One of the aims of the NPAA is for police forces to offer local support for autism and other hidden conditions. Take a look at the Coordinators page for more information and to check if your Force has a NPAA Coordinator. You can also contact your Disability Support Network or Disabled Staff Association, if your Force has one.
I think I may have autism – how do I get assessed?
Autism assessments are provided by the NHS for adults and children, although the process can take 12 months or more depending on your location. The first stage is to speak to your GP, who will refer you to a clinical psychologist. You may also wish to take an online questionnaire, which will give you an idea of whether you may be on the autism spectrum. The National Autistic Society has a comprehensive guide to the assessment process on its website.
For links to these and other useful resources, visit our links page.
Autism isn’t automatically a bar to being a police officer – each case is judged on its merits as the condition affects everyone differently. You would typically be asked for a report from your GP or specialist as part of the medical screening process. Autism would be an additional hurdle to overcome during the assessment centre and initial training, which are significant challenges in themselves. Many NT people are not cut out for a career in policing.

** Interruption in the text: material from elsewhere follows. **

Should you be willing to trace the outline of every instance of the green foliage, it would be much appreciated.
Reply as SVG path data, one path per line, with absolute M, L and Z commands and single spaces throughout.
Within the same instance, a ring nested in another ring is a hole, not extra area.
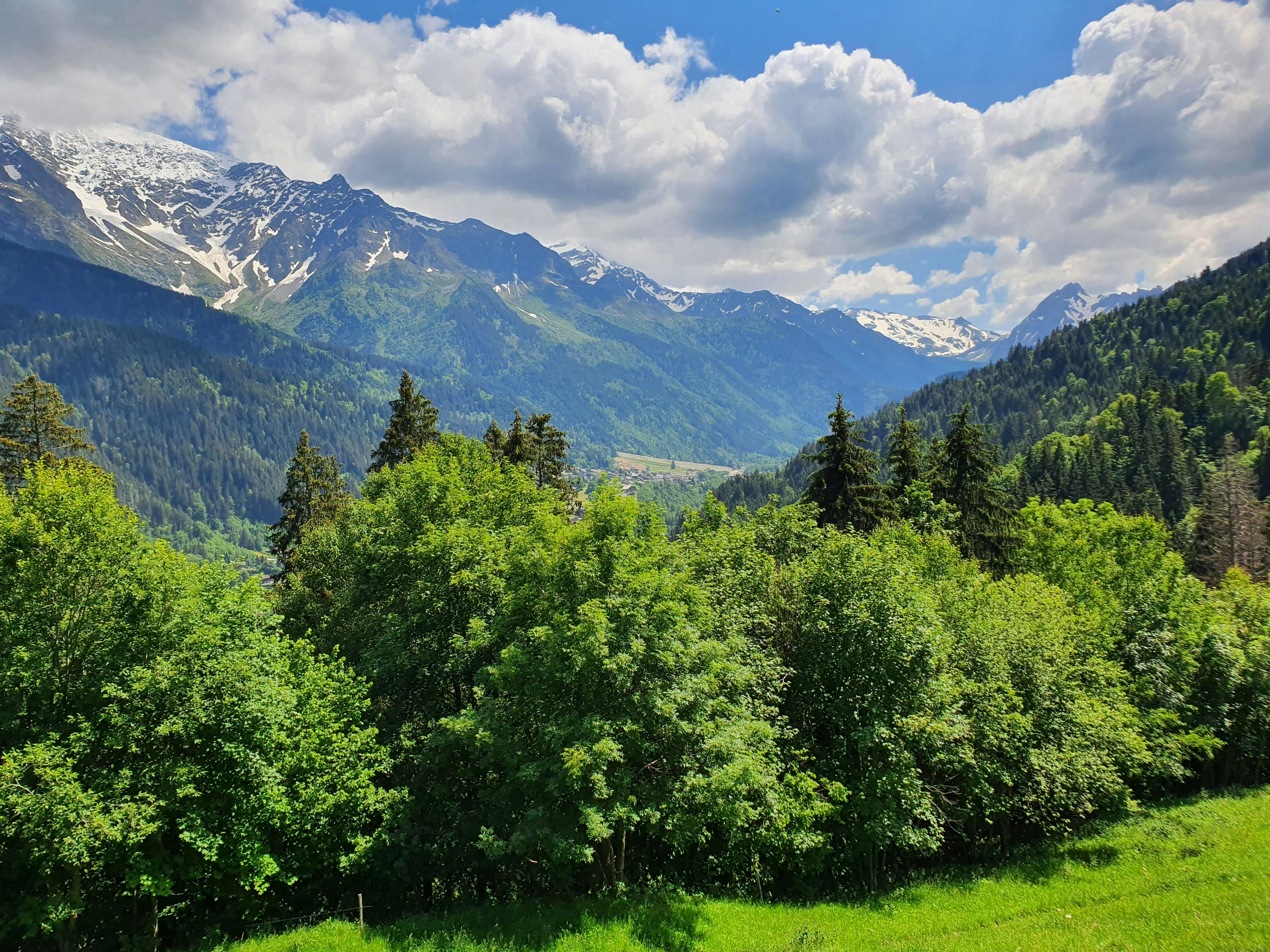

Ultimately you would need to pass the assessment, training and tutoring stages to become a police officer. Speak to the Recruitment Dept. of the Force you are looking to join – they will be able to advise you and to discuss any reasonable adjustments that could be put in place to make the process as fair as possible for you.
Social interaction is big part of the role of police officer – however we’ve found that in a professional setting it’s a skill that can often be learned and mastered, which tends to work in favour of those for whom socialising doesn’t come naturally. We’d recommend your child builds their confidence and gets used to working with the public by joining a uniformed cadet scheme such as the Police Cadets or St. John Ambulance Cadets. They can never start too early!
As of early 2018, the College of Policing is in the process of introducing the Policing Education Qualifications Framework, which will require police officer applicants to have – or work towards – a degree-level qualification. (Most Forces currently require A Levels or equivalent.) Your child should focus on preparing for this level of education, as well as having good maths and reading/writing skills. Click on the link above and check your local Force’s website for more information.
Some other opportunities worth considering:
- Alternative frontline policing roles, such as PCSO and Crime Scene Investigator (CSI, or Scenes of Crime Officer)
- Volunteering as a Special Constable (a good way for a potential full-time officer to see if the role is for them)
- ‘Ride-alongs’, work experience and job-shadowing placements – contact your local Force for details
Why the jigsaw piece in your logo?
The puzzle piece is the internationally-recognised symbol of autism, and is over 50 years old. It is controversial – a quick Google search will show that people tend to be passionately for or against it. We like the puzzle piece, as it symbolises the difficulty that people with autism and related conditions sometimes have in fitting into society (or society fitting in with them?) and the fact that these conditions are still not fully understood.